The CWA did make winning a fair organizing process for wireless workers a central focus of its 2000 Verizon contract fight and strike, and it won an agreement with the company that on paper guaranteed a fair process for many wireless workers to join the union. But over the next four years, Verizon violated the letter and spirit of that agreement by transferring work to geographic areas that were exempted from it; the company campaigned against unionization and shut down call centers in New Jersey, New York, and Massachusetts, where workers were demanding recognition. The agreement expired in 2004 without any new union members in wireless.
The 75 union wireless workers the CWA does represent played a crucial role in this month's strike: If no wireless workers had gone on strike, picketing by CWA members outside Verizon Wireless retail stores would have been illegal "secondary picketing." Rand Wilson, a campaign coordinator for the AFL-CIO, believes pickets of retail stores across the country were one of the most effective tactics of the strike. Wilson, a longtime telecom organizer who worked on the CWA's successful campaign to win recognition for 800 formerly nonunion Verizon Business workers, sees it as "a template for what needed to be done with Verizon Wireless."

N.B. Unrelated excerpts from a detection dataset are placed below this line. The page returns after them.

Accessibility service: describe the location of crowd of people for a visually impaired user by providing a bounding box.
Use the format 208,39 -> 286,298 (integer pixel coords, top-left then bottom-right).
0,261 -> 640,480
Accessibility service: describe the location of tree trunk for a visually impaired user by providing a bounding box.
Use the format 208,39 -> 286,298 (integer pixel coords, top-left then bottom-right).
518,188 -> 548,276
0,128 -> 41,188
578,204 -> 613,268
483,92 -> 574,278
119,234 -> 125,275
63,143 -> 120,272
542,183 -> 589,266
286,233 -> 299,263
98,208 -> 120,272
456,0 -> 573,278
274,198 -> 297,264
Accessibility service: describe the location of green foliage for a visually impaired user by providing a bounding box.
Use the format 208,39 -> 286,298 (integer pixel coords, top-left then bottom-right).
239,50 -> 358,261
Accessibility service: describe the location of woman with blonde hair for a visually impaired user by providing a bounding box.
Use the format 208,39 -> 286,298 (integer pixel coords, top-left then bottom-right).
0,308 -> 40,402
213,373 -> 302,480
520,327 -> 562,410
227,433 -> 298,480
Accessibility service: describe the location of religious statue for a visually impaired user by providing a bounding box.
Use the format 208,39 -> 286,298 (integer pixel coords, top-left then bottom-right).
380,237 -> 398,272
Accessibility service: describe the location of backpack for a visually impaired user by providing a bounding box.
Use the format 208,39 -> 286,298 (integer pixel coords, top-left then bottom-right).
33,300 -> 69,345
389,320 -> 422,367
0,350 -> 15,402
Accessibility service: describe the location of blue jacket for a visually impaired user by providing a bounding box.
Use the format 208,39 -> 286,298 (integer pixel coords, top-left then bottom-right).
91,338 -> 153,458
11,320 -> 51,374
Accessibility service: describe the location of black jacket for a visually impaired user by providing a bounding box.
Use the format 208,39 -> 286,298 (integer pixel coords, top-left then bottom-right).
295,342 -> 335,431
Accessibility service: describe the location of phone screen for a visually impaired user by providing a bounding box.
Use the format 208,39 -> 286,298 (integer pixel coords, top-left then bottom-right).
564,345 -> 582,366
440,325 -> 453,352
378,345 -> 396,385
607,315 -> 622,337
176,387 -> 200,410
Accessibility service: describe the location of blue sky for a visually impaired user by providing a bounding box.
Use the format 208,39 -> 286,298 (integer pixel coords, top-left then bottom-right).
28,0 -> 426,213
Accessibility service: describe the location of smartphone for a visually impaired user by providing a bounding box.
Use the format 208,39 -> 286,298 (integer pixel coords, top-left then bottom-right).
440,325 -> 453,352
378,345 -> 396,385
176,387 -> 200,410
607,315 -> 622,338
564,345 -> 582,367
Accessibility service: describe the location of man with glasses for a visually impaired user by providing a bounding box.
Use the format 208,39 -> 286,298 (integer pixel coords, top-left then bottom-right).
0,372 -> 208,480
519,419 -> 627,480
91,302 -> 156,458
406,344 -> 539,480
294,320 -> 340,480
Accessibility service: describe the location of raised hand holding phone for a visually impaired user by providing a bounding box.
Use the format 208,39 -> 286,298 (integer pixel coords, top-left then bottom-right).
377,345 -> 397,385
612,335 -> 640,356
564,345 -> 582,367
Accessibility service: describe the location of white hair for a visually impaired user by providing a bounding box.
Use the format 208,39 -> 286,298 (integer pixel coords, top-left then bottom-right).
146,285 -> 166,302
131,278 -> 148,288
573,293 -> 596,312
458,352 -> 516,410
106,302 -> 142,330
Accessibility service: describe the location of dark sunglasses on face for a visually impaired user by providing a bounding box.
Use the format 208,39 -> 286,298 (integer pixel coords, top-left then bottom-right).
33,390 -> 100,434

More broadly, Early says the failure to organize wireless workers in the last decade has led some in the CWA "to give up on the challenge." Early, who was involved in planning for the current contract campaign, criticizes the union for keeping the strike focused on protecting benefits for current union members and not on organizing rights in the ever growing wireless division. "We have never stopped organizing at Verizon Wireless," Cohen says. (CWA has successfully organized the majority of workers at rival AT&T)
Early describes the regular reports he heard from Verizon Wireless workers of the ways management fostered resentment of their unionized landline counterparts. "You are the profit center," managers would tell them. "You are the ones that are making us the success that we are today. See that guy over there, in that hard hat -- do you know how much he makes?"

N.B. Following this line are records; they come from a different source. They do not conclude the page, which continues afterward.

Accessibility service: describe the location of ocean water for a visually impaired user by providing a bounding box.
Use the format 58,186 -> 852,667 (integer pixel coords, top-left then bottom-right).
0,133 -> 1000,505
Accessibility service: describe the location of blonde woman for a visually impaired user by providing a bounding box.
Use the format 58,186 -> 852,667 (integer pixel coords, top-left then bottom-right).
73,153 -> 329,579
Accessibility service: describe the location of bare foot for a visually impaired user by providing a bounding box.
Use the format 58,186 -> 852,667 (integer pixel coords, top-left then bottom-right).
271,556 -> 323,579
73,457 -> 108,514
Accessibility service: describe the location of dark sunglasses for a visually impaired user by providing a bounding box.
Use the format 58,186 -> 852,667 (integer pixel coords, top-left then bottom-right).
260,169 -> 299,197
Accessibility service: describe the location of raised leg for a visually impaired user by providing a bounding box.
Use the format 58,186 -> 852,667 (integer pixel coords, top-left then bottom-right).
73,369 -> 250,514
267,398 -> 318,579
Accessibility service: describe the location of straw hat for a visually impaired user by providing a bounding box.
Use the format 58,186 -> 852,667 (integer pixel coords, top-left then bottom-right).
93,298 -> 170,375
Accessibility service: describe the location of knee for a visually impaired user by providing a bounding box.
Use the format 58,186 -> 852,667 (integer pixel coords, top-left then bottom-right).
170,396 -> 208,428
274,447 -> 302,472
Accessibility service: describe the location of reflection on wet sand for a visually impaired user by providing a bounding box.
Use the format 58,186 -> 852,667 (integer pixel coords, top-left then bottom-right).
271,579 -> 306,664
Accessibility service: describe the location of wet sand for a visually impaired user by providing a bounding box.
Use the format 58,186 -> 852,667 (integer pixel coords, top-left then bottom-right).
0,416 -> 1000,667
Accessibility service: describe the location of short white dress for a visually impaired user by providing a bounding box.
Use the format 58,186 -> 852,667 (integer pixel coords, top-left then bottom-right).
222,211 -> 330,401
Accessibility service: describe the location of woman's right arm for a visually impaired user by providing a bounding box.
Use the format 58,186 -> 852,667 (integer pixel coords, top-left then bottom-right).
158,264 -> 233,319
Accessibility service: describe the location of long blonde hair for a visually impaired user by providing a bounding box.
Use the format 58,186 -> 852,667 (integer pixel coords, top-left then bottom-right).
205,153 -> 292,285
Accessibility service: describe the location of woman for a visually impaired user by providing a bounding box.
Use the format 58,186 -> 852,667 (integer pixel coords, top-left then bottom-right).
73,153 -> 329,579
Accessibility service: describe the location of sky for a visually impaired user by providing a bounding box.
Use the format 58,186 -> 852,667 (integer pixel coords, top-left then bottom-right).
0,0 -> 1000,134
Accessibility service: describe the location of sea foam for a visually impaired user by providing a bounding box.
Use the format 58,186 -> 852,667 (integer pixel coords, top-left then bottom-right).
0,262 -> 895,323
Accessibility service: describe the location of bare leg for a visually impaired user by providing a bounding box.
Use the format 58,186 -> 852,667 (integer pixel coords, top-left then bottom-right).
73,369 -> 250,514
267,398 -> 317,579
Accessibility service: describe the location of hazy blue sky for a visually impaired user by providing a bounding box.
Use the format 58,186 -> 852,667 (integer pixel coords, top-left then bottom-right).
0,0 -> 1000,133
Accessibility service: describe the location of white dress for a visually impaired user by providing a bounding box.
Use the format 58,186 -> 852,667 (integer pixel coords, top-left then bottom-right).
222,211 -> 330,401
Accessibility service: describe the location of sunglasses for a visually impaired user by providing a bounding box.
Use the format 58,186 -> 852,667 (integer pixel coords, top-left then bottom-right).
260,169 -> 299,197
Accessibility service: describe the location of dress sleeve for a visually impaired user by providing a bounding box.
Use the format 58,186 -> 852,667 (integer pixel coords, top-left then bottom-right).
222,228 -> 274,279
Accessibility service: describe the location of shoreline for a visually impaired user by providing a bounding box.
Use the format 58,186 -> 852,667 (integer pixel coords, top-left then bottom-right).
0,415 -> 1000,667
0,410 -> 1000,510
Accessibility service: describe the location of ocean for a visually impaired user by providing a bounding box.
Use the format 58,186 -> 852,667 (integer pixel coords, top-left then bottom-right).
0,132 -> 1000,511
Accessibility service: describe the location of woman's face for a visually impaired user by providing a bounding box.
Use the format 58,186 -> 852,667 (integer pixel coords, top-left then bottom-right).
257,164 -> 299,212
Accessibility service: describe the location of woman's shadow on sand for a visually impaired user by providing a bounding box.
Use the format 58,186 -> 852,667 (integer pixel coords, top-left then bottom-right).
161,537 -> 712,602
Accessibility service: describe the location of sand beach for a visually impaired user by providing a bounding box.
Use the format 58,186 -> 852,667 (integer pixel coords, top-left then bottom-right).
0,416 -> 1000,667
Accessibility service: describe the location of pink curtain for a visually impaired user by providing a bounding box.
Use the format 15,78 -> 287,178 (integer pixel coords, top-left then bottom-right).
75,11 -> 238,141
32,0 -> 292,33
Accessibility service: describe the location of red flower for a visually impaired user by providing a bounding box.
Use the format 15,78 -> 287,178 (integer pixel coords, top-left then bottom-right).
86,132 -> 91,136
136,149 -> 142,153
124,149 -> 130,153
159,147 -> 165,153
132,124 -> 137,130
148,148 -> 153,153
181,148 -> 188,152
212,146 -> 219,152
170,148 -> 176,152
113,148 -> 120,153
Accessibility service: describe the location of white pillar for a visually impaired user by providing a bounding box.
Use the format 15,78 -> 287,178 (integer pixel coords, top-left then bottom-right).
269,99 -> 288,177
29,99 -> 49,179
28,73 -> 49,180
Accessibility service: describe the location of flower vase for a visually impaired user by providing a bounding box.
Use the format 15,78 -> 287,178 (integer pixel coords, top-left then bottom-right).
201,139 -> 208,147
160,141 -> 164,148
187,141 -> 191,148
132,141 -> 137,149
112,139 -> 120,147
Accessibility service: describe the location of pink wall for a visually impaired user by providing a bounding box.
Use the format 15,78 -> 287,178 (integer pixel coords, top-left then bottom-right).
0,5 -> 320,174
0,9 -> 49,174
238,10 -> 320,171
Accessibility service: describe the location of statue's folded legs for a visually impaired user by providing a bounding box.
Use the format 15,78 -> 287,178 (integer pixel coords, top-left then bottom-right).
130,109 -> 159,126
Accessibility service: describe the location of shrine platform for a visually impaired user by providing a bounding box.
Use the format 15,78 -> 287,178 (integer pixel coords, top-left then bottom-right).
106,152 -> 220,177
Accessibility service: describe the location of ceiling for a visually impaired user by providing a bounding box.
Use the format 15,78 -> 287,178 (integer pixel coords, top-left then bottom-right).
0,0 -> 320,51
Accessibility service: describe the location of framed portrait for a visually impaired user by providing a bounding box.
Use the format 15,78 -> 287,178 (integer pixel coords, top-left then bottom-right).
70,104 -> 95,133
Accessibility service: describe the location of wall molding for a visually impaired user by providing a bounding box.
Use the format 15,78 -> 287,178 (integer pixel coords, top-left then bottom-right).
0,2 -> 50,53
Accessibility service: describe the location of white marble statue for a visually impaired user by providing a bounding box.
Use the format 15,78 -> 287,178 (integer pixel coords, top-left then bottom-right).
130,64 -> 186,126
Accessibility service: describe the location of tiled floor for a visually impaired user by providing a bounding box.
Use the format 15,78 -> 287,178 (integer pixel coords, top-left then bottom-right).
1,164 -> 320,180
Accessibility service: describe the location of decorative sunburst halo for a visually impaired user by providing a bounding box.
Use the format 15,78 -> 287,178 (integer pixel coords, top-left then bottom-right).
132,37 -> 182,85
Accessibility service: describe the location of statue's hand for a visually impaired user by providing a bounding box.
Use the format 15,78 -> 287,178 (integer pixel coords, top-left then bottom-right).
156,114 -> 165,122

If the rest of the Verizon workforce were unionized, 18-year service technician Jose Burgos Jr. said on Friday, "we would all be out, and this would be settled today." The most significant legacy of the suspended strike and the ongoing contract campaign will be their effects on prospects for unionization of Verizon's nonunion majority, be they polarization between union strikers and nonunion wireless workers who replaced them, inspiration for wireless workers at the sight of union members taking the fight to Verizon, or newly mobilized union members who join campaigns to organize their co-workers.
Cohen says that the strike has already led 100 nonunion Verizon Wireless workers to reach out about joining a union. He says workers "are more willing to get involved if they see that they are part of a movement" of the kind on full display for the past two weeks. Cohen adds that "the strike has significantly increased the chances of unity" between the union and nonunion parts of the company. If the strike does spur more successful organizing of nonunion Verizon workers, that will be its most lasting legacy. If the CWA doesn't meet that challenge, future strikes will keep getting smaller -- and more difficult.